One of the most important aspects of depression that concern parents is the risk of suicide. Parents should watch for certain signs and behaviours that may indicate a teen is thinking about suicide, such as engaging in risky behaviour, showing a personality change, giving away possessions, writing poems or stories about death or suicide, and withdrawing from others. A teen may also make disturbing comments, such as “I’d be better off dead,” or “There’s no way out.” In addition, they may talk or joke about suicide, romanticize the idea of death, seek out a means for killing themselves (such as weapons or pills), or start saying good-bye to others in a final manner. If a parent notices any of these behaviours or is concerned about his or her child’s safety, then they should seek treatment immediately.
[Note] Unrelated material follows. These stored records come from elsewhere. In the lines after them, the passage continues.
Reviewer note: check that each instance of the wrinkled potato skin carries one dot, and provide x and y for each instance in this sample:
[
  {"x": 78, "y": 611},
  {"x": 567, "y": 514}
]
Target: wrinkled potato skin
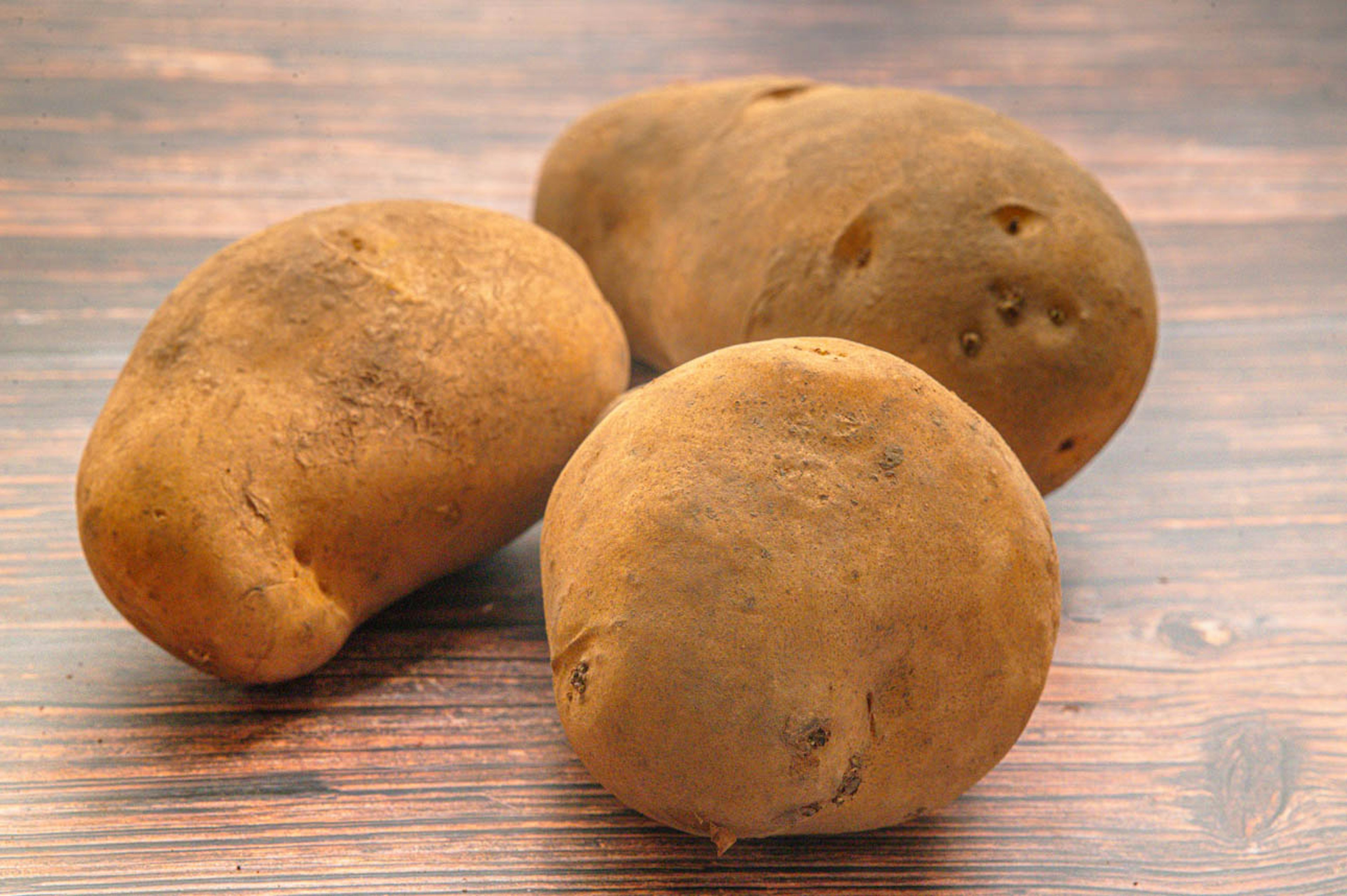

Depression in teens in highly treatable, as long as adults learn how to recognize it so that they can get the help they need. A parent should begin by talking to their child, sharing their concerns, and offering support, without lecturing or burdening the child with a barrage of questions. A teen can receive treatment through medical means, such as antidepressants, but these must be monitored carefully for adverse side effects. Therapy can also be helpful, as the teen can be taught healthy coping strategies and positive thinking patterns, as well as have a place to share feelings, feel supported, and enhance self-esteem. While in treatment, a parent can help their child’s recovery by being patient, supportive, and understanding, as well as encouraging healthy habits, such as physical activity, social involvement, adequate sleep, and preventing the use of alcohol and drugs. It will also be important for parents to look after themselves during this time, as dealing with these issues can be very stressful.
Like many adults, teens go through hard times that may result in feelings of depression. Although this can be stressful for the family, treatment can be very successful in alleviating symptoms and helping teens to cope, which will result in a strong resiliency for the future.